I tak się zaczęło. Rytuały, dieta, gimnastyka, ćwiczenia duchowe i cała reszta. Na razie widzieliśmy niewątpliwie tylko czubek góry lodowej. Wiele jeszcze zostanie nam odkryte; na przykład nic nie wiemy o tym, kiedy spełni się warunek Dziewiątego Misterium. Jutro, w piątek, w Boże Narodzenie czy kiedy? Już teraz patrzymy na siebie raczej dziwnie, jakbyśmy pod skórą twarzy chcieli zobaczyć czaszkę. Ned, popełnisz dla nas samobójstwo? A ty, Timothy, czy zamierzasz zabić mnie, by samemu żyć? O tym aspekcie nieśmiertelności nigdy nie rozmawialiśmy głośno, ani razu; wydaje się zbyt straszny i zbyt absurdalny, byśmy mogli znieść rozmowę na ten temat czy choćby o tym myśleć. Możliwe, że takie wymaganie ma charakter symboliczny, metaforyczny. A może nie? Niepokoi mnie to. Od początku, od chwili kiedy zaczęliśmy realizować ten projekt, czułem jakieś niewypowiedziane głośno przypuszczenie co do tego, komu przyjdzie zginąć, jeśli w ogóle ktoś zginie: mnie zabiją. Ned popełni samobójstwo. I oczywiście odrzuciłem ten pomysł. Przybyłem tu, by zdobyć życie wieczne. Co z innymi, nie wiem. Ned, nasz dziwak Ned, zdolny jest potraktować samobójstwo jako najwspanialszy ze swych wierszy. Timothy, jak mi się zdaje, niezbyt troszczy się o długowieczność, chociaż wziąłby ją, gdyby sama wpadła mu w ręce i gdyby nie musiał się przy tym wysilać. Oliver twierdzi, że wcale, ale to wcale nie ma zamiaru umierać i nie podnieca się tym tematem, ale Oliver jest znacznie mniej zrównoważony, niż się to może wydawać, i jego motywy bywają głęboko ukryte. Gdyby go potraktować odpowiednią filozofią, mógłby zakochać się w śmierci, tak jak twierdzi, że jest zakochany w życiu. Nie mogę więc powiedzieć, kto będzie żył, a kto podda się Dziewiątemu Misterium. Mogę tylko stwierdzić, że pilnuję się i będę się pilnował przez cały czas naszego tu pobytu.
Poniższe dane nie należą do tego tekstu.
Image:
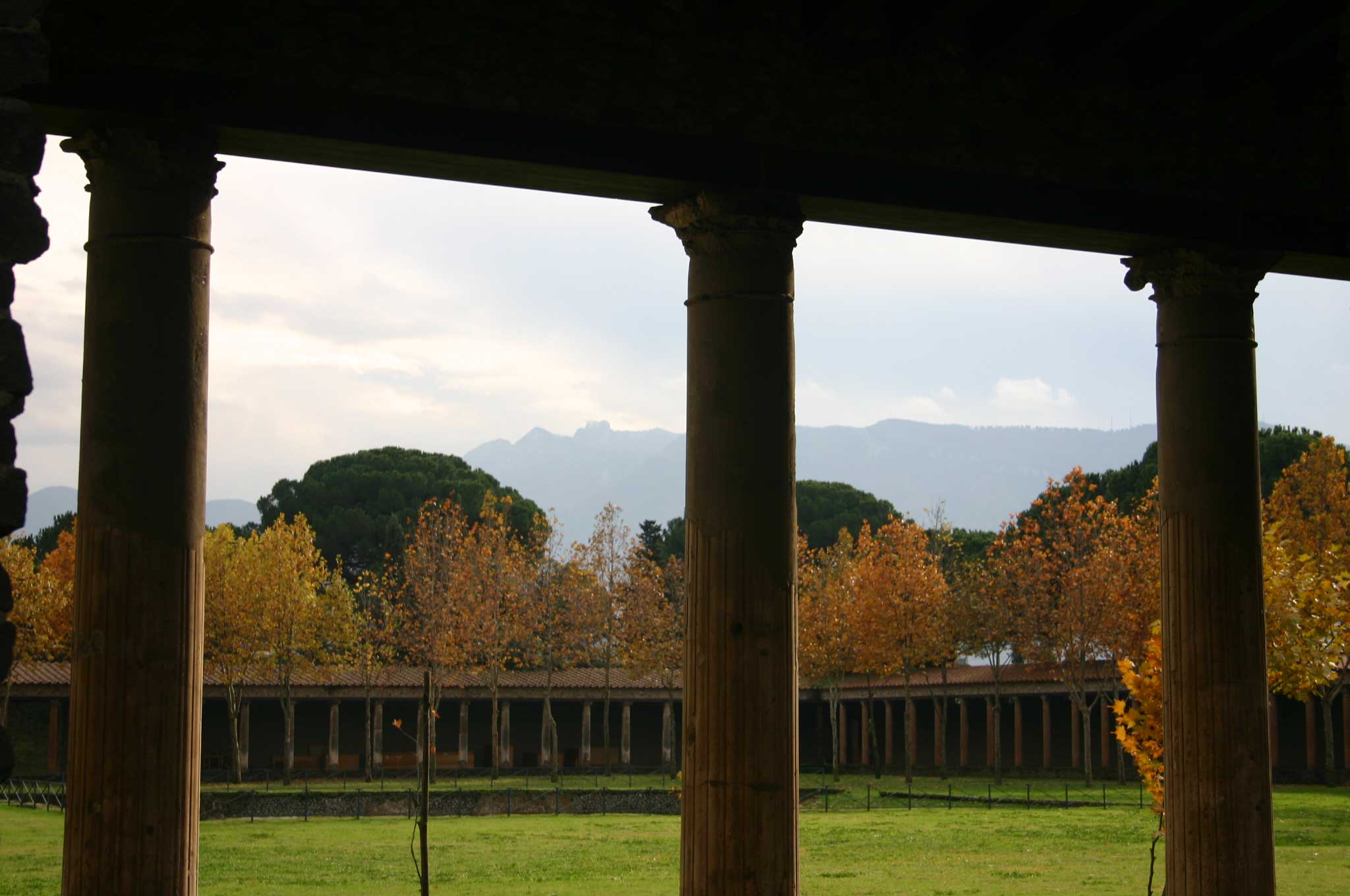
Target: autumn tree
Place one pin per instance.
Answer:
(565, 619)
(612, 557)
(434, 587)
(1064, 616)
(299, 611)
(42, 610)
(1128, 569)
(827, 642)
(1307, 582)
(655, 633)
(898, 600)
(496, 619)
(374, 638)
(230, 638)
(A ile ma to trwać? Tak naprawdę to jeszcze o tym nie myśleliśmy. Przerwa wielkanocna kończy się za sześć dni, może za tydzień, tak mi się zdaje. Z pewnością nie doczekamy się w tym czasie wyniku Próby. Mam wrażenie, że może ona trwać miesiące, a nawet lata. Czy mimo wszystko wyjedziemy w przyszłym tygodniu? Przysięgaliśmy, że nie, ale przecież bracia nic nie mogliby nam zrobić, gdybyśmy wszyscy razem wymknęli się stąd w środku nocy. Tylko że ja chcę zostać. Nawet na wiele tygodni, jeśli to konieczne. Nawet na wiele lat, jeśli to konieczne. Tam, na świecie, zgłoszą nas jako zaginionych. Instytucje rejestrujące, biura wojskowe, nasi rodzice będą się o nas niepokoić. To znaczy, dopóki nas tu nie wytropią. Braciszkowie przynieśli z samochodu nasze bagaże. Sam samochód został zaparkowany u początku pustynnej ścieżki. Czy policja stanowa zauważy go w końcu? Czy wyślą kogoś ścieżką w poszukiwaniu właściciela błyszczącej limuzyny? Pozostawiliśmy po sobie mnóstwo śladów. Lecz zostaniemy tu, przynajmniej na czas Próby. W każdym razie ja zostanę.)
A jeśli rytuały Czaszek są prawdziwe?
Po zdobyciu tego, czego szukam, nie zostanę, jak to najwyraźniej czynią bracia. Och, być może pobędę tu z pięć czy dziesięć lat, tak chyba wypada, mam w końcu dług wdzięczności. Lecz później odejdę. Świat jest wielki, po co spędzać nieskończoność w pustynnej samotni? Wiem, co chcę robić w przyszłym życiu. W pewnym sensie jestem podobny do Olivera, mam zamiar zaspokoić mój głód doświadczeń. Będę żył wieloma życiami, a z każdego wydobędę wszystko.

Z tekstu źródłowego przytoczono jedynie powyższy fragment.